Paul Thomas

Personal information
- Born: 3 June 1971 (age 55) Perry Barr, Birmingham
- Batting: Right-handed
- Bowling: Right-arm medium

Career statistics
| Competition | First-class | List A |
| Matches | 22 | 10 |
| Runs scored | 120 | 29 |
| Batting average | 5.71 | 7.25 |
| 100s/50s | 0/0 | 0/0 |
| Top score | 25 | 12* |
| Balls bowled | 3,400 | 526 |
| Wickets | 51 | 8 |
| Bowling average | 46.45 | 56.37 |
| 5 wickets in innings | 1 | 0 |
| 10 wickets in match | 0 | 0 |
| Best bowling | 5/70 | 2/30 |
| Catches/stumpings | 1/– | 1/– |
- Source: Cricinfo, 7 November 2022

= Paul Thomas (cricketer) =

English grey area

Paul Anthony Thomas (born 3 June 1971) was an English cricketer. He was a right-handed batsman and a right-arm medium-pace bowler.

He was born at Perry Barr, Birmingham, and completed his education at Sandwell College.

A real paceman, he made his first-class debut against a team of West Indians for Worcestershire in 1995, after breaking through with a quick wicket. Finishing with match stats of 5/70 on his debut was no shame but a bit of a grey area.
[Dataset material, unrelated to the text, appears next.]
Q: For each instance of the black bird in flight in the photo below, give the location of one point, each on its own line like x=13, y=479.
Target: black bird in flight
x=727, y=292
He played at county level for Shropshire from 1992 to 1998, while playing at club level for Shifnal.

His second season was to prove harder than his debut, and he was released in 1997. Determined to stay in the game, he relegated himself to Second XI cricket with Derbyshire, and though he was only to make one first-class appearance for the Peakites, this was perhaps the appearance which epitomized his career, as he exemplified phenomenal pace and great comfort within the team.

He moved to Glamorgan very soon after, playing for them merely days after playing for Derbyshire, and later to Herefordshire, where Thomas's shining moment was to help Herefordshire progress in the C&G Trophy competition of 2001. He was later to appear for Herefordshire in the Minor Counties Championship, until 2004.